Within the QE team there were four attorneys and three witnesses. The attorneys all both prosecuted and defended (depending on which side of the case QE had been allocated) and shared each case out between them.
“We faced four different schools across the competition, with incredibly close results in all of them – including against the American schools much more familiar with the particulars of the format,” said Miss Riseborough. “QE won the final case, with a very strong defence team – Mipham Samtem even managing to quote from The Great Gatsby when in full flow – although they were, in fact, praised by the judges throughout, with them commenting that they would never have known they were from a non-American school, such was their knowledge and grip on the procedures of the US court format.”
The case the trials dealt with was set in a fictional state called ‘Empirion’ and involved a hate crime against a member of the native people called ‘Empirions’. There was a protest by the Empirions who wanted a colonial statue taken down, with a counter-demonstration taking place by those arguing it should remain. Harry, an Empirion, approached Tommy Abel (member of the counter-demonstration), who was shouting offensive slogans through a loud-hailer. An incident occurred which led to Harry being hit with the loud-hailer and then supposedly kicked when on the ground. Tommy’s defence was that he had acted in self-defence initially, and he denied then kicking Harry when the latter was on the ground.
The case touched on the complexities around self-defence arguments, as well as on topical societal issues in relation to free speech and hate crimes. “There is, of course, a movement on both sides of the Atlantic arguing for the removal of supposedly colonialist symbols – such as the ‘Rhodes must fall’ campaign begun in Oxford – with the issues much-debated and hotly-contested,” said Miss Riseborough.
As well as arguing the substantive charges, there were side debates (a pre-trial oral debate with the judge) around First Amendment rights. The judges were typically experienced attorneys.

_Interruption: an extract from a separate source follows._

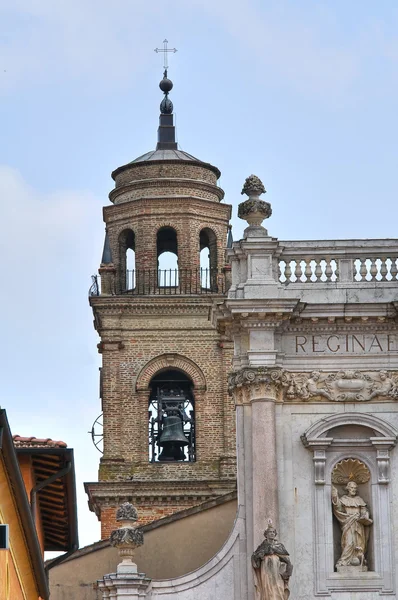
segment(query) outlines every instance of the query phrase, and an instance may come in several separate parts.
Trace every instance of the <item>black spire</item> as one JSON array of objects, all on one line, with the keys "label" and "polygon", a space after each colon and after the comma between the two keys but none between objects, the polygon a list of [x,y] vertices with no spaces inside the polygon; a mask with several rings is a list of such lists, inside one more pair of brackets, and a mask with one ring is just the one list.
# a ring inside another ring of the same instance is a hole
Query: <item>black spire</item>
[{"label": "black spire", "polygon": [[228,239],[227,239],[227,248],[232,248],[234,238],[232,236],[232,225],[228,225]]},{"label": "black spire", "polygon": [[167,69],[164,70],[163,79],[159,83],[159,87],[164,93],[164,98],[160,103],[156,150],[177,150],[176,131],[173,121],[173,103],[169,98],[169,92],[173,89],[173,82],[167,77]]},{"label": "black spire", "polygon": [[101,264],[102,265],[111,265],[112,264],[112,251],[111,251],[111,245],[109,243],[109,236],[108,236],[108,232],[105,232],[105,241],[104,241],[104,249],[102,251],[102,260],[101,260]]}]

During their trip, the QE boys took the opportunity to do some sight-seeing, notwithstanding the freezing temperatures and the snow that heralded their arrival. After dinner on the first evening, they went to Times Square, whilst the following morning they walked around Central Park in the snow. On the last day they went up the Empire State building to take in the view and also visited Grand Central Station.
Reflecting on the experience afterwards, Mipham said: “The Empire competition is a truly international experience that all the members of our team greatly enjoyed and were honoured to be a part of. We felt we represented what Britain has to offer on the world stage: confident, capable individuals with open minds and buckets of enthusiasm.”
His teammate, Saifullah, added: “Empire afforded us both the chance to sharpen our legal acumen within the courtroom and to expand our horizons outside of it. It was a truly pleasant experience to compete on an international stage and share thoughts with fellow students from all around the world. We would like to give a special thanks to Wando High School from South Carolina, who were exceedingly kind to us throughout the competition.”